High rise buildings rise out of the skyline in Hanoi. A zoning plan to develop the capital city through 2030 is expected to be approved by the government before Hanoi's millennium anniversary in October.
The controversial General Zoning Plan for Hanoi through 2030, developed by US-South Korean joint-venture PPJ and the Institute of Architecture, Urban and Rural Planning under the Construction Ministry, is expected to be approved by the Prime Minister before Hanoi's 1,000th anniversary this October. Nguyen Quang, program manager for the United Nations Human Settlements Development Program in Vietnam, spoke on the issue with Thanh Nien Weekly.
The proposal to move Hanoi's administrative center to Ba Vi District has attracted several contradictory views. Can you share your thoughts on this?
It is not easy to fix the structure of urban space as planners wish, when the space is being shaped by market economy mechanisms.
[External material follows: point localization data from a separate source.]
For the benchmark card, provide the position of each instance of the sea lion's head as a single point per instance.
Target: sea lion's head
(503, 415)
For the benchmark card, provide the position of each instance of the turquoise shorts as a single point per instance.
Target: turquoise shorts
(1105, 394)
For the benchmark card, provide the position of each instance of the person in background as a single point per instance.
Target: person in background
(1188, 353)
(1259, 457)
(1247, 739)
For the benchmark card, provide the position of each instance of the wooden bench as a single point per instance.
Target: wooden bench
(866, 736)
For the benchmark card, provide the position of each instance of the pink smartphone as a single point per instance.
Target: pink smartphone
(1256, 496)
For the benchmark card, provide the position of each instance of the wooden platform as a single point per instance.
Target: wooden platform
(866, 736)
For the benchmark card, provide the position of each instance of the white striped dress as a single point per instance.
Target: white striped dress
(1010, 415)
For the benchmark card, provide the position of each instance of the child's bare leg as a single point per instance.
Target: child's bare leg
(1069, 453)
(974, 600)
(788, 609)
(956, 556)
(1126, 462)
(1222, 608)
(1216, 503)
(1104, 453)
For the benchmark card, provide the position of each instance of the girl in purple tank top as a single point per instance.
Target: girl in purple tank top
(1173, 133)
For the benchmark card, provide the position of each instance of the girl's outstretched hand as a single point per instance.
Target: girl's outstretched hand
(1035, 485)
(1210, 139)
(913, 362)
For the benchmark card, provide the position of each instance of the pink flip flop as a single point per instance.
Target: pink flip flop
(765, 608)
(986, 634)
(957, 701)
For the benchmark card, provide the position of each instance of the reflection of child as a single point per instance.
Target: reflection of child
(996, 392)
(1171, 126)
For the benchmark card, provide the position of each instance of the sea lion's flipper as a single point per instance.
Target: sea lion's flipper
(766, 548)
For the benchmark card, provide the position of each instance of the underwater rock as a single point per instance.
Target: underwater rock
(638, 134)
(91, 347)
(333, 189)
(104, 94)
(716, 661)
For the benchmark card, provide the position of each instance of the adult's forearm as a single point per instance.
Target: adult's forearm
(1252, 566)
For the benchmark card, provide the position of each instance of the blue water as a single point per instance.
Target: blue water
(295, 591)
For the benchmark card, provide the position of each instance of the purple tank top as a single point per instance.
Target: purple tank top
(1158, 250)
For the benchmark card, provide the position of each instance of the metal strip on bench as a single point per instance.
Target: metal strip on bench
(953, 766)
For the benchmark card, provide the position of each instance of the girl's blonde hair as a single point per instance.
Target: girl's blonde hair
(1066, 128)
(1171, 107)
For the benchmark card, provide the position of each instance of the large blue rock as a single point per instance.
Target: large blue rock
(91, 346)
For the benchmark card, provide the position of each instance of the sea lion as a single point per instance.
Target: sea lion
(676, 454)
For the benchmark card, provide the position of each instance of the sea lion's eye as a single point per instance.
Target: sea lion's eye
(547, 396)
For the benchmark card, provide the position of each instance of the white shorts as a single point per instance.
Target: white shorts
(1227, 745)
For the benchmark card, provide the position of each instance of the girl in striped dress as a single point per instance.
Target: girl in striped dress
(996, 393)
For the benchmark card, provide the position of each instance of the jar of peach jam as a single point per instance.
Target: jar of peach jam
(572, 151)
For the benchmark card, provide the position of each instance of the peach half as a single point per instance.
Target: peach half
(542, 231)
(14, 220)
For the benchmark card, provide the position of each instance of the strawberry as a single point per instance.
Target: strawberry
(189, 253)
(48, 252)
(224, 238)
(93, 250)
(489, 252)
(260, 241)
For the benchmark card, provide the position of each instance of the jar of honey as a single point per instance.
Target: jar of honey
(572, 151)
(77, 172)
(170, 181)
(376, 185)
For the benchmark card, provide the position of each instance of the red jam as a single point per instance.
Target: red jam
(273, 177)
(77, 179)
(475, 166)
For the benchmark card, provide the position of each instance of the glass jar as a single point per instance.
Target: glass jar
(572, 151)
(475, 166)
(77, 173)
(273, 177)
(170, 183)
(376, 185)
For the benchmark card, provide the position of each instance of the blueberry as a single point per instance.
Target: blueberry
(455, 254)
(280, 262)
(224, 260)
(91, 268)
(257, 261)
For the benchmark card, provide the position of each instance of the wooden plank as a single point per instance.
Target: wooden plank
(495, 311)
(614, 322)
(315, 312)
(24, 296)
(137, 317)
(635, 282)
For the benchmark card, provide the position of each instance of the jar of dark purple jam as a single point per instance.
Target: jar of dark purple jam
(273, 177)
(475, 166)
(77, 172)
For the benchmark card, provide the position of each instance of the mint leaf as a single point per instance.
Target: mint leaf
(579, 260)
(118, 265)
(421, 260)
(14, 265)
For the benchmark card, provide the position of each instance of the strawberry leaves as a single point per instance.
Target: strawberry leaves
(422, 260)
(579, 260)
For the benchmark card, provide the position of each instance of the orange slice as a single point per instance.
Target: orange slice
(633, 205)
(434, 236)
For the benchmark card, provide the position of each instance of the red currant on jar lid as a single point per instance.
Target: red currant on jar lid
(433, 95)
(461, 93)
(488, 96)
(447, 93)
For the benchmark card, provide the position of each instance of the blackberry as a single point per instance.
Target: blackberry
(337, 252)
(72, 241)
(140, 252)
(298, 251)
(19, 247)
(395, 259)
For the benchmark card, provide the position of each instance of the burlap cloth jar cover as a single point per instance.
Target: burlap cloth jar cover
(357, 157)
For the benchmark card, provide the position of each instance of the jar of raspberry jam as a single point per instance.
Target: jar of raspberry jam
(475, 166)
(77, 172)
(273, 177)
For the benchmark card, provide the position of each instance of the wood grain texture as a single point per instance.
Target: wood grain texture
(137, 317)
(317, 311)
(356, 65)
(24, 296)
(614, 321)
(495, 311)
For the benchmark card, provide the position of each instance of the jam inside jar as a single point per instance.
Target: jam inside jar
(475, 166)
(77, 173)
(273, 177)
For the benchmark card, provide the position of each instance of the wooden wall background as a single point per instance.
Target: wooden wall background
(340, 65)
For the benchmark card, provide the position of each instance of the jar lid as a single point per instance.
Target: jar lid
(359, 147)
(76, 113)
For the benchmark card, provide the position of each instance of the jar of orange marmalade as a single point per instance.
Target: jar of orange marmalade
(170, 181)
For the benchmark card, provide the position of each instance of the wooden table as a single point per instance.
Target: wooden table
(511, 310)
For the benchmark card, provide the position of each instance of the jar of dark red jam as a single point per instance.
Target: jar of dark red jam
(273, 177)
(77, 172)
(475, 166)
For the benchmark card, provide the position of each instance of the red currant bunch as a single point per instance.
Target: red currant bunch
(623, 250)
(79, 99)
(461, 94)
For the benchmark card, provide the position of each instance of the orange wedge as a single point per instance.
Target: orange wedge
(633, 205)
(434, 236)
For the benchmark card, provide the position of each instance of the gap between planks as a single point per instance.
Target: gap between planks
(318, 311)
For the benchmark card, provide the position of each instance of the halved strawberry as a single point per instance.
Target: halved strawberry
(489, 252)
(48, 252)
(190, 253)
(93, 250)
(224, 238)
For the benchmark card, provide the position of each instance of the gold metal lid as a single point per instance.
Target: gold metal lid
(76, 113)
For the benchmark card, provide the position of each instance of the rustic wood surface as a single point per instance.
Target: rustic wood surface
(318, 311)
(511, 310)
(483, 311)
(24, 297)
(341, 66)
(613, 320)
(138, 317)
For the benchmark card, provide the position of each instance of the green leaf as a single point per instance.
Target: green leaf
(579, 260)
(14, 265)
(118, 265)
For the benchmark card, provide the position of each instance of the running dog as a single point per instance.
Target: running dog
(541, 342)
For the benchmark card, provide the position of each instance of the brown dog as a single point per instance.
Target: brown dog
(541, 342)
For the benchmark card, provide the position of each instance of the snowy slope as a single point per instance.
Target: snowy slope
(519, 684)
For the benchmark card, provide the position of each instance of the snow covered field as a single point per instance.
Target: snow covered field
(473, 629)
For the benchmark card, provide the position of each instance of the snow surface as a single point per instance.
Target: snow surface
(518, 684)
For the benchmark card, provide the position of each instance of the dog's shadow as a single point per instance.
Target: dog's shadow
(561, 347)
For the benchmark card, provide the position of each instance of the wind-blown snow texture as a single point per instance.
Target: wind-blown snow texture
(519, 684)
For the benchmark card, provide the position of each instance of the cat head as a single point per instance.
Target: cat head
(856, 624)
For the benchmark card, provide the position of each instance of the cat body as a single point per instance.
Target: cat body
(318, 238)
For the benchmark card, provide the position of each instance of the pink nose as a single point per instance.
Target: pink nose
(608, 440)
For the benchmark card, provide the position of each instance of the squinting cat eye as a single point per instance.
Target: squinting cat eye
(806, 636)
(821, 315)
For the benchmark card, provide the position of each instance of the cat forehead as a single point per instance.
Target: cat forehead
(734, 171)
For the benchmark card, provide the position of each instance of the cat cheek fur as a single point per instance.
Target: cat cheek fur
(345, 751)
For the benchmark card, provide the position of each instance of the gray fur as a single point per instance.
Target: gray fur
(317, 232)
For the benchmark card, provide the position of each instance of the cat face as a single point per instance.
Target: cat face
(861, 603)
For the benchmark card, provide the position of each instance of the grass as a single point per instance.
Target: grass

And Vietnam's planning method has not changed much from the traditional voluntarism method of making master plans. Master plans draw buildings or roads that have to be built, but do not mention how the resources to construct the buildings or roads can be accessed.
We had thought of building Vinh Yen Town in Vinh Phuc Province into a modern one that is even bigger than Hanoi. However, we do not have the resources to implement this, and it remains a small city. The vision of building national road No. 5 as a highway linking Hanoi with Hai Phong City cannot be realized as a range of small industrial parks and factories have sprung up along the road.
Ba Vi is very far from downtown Hanoi (around 60 kilometers), so how are residents to go there and ask that officials deal with issues that concern them? The plan (the General Zoning Plan for Hanoi through 2030) is only a construction plan, not a development plan. What we need now is a development plan that focuses on improving people's lives, protecting the environment, ensuring economic growth and job creation to accelerate poverty reduction.
Hanoi's space structure should be shaped by many factors, not just a master plan. It should be decided by a system of controlling and accessing investment according to established priorities which are themselves based on the social and environmental impacts. These should decide what constructions are allowed, or what needs to be preserved
An ideal plan must deal with issues relating to people's livelihoods. So, it is time to think about reforming the planning system itself.
So you think locating the administrative center in Ba Vi is not a good move?
There is no question that the current (administrative) area is too small. But the planning should be heritable. We should not zone a city towards the east today, and the west tomorrow. We'd already planned to develop Hanoi in the northern direction, but the current plan focuses on the west.
We have already planned a national administrative area in My Dinh, so there is no need to build a new administrative center far from the city's downtown area. An administrative center should be easily accessible to residents and its location should facilitate the provision of services.
Is it more feasible and practical to set it up in the My Dinh area or near the West Lake?
As a big city, Hanoi can have many centers, and administrative agencies needn't be concentrated in one area. In the current context of e-governance, administrative agencies could be located in different districts of the city if we have good connections. Hanoi now has only 40 percent of its population living in urban areas, and its infrastructure is similar to that of a rural area. This means that the plan to build a mega city is likely to have major environmental impacts.
However, there are some who feel that the construction of the West Lake-Ba Vi route and an administrative center in Ba Vi may help improve the development of a part of Hanoi, formerly Ha Tay Province.
Some countries also think that transportation problems can be solved by developing cities lengthwise. However, as I mentioned above, the space structure of a city is not decided by us, but by other factors.
The main route of a city should be like a living cell, connecting to an economic development point, otherwise it will not be very effective, from an economic standpoint.
What of the plan to build satellite cities?
Satellite cities have been mentioned in many plans. We cannot regulate how this or that city should be, it is a natural development process. We can only classify them, and then decide on suitable investment in its infrastructure. If we fix the population of the core city of Hanoi, and its satellite cities, we are working against the market's development principle and people's right of migration.